Das Forstamt Bodenseekreis hat die Waldbesitzer in der Vergangenheit im Rahmen der jährlichen Waldbesitzerversammlungen über das laufende Verfahren des Bundeskartellamtes gegen die Forstverwaltung Baden-Württemberg (ForstBW) sowie den daraus entstandenen Rechtsstreit sehr ausführlich informiert.

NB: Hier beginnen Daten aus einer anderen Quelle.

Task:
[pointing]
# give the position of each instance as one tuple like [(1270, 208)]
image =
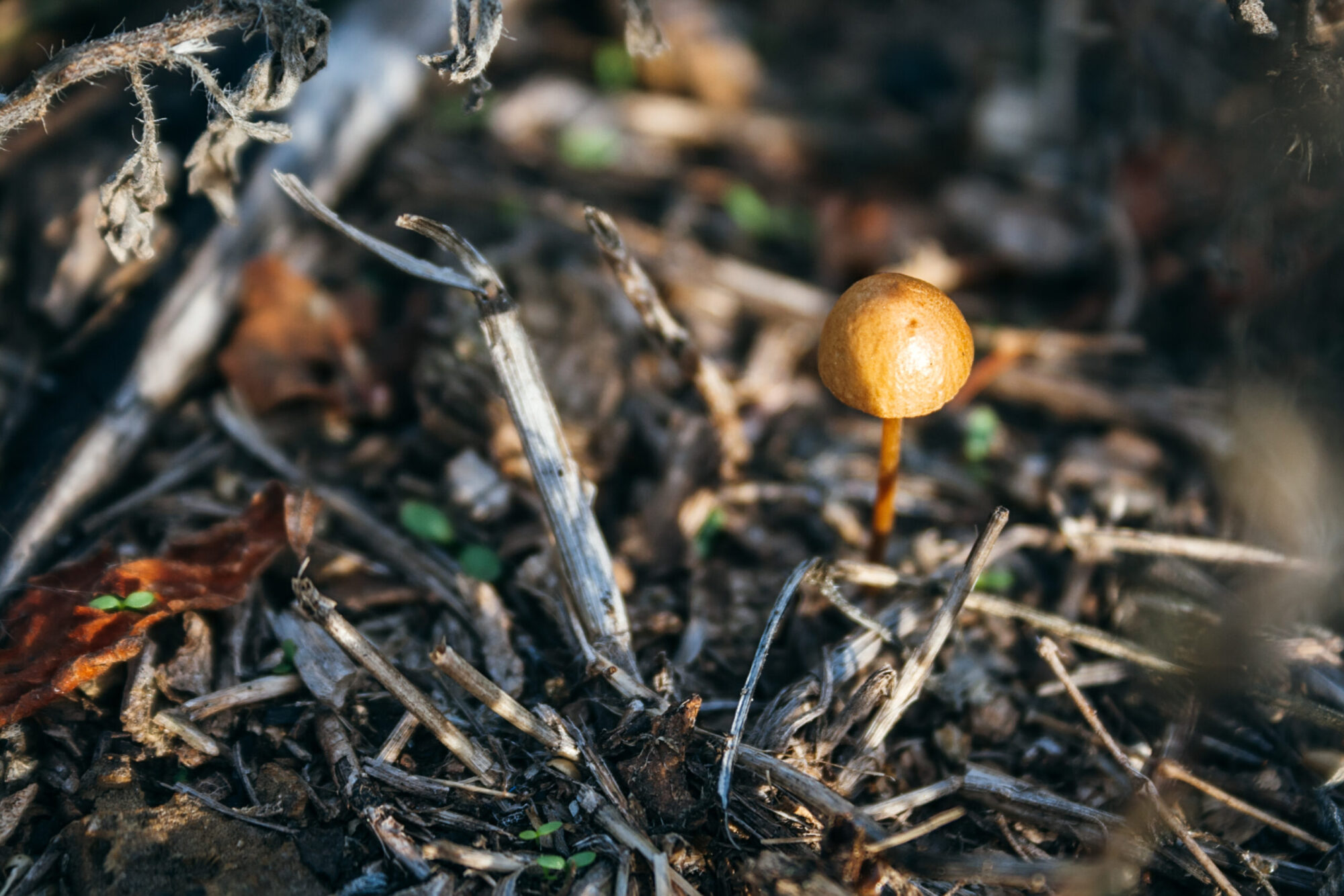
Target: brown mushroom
[(893, 347)]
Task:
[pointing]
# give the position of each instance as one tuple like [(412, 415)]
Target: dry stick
[(709, 379), (585, 559), (913, 800), (920, 664), (154, 45), (919, 831), (439, 578), (1174, 770), (323, 611), (624, 832), (339, 118), (249, 692), (733, 741), (1116, 541), (401, 737), (506, 707), (1050, 654)]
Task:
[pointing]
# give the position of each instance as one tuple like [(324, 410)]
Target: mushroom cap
[(894, 347)]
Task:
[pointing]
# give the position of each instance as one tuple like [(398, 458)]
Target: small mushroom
[(893, 347)]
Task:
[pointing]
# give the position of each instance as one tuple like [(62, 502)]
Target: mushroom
[(893, 347)]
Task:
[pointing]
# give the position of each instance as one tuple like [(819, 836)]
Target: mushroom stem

Mit dem Urteil des Bundesgerichtshofes (BGH) vom 15. Juni 2018 ist der Rechtsstreit mit dem Bundeskartellamt aus formalen Gründen abschließend beendet. Der im Sommer 2015 ergangene Untersagungsbeschluss des Bundeskartellamtes ist damit nichtig und wird nicht wirksam. Da der BGH keine Entscheidung in der Sache getroffen hat und durch eine Änderung des Bundeswaldgesetztes im Januar 2017 neue Fakten bzgl. des Angebots von staatlichen Betreuungsleistungen geschaffen wurden, die auch mit dem EU-Beihilferecht konform sein müssen, ergibt sich gezwungener Maßen die Notwendigkeit, die Organisation der Forstverwaltung und die Betreuung des nichtstaatlichen Waldbesitzes neu auszurichten.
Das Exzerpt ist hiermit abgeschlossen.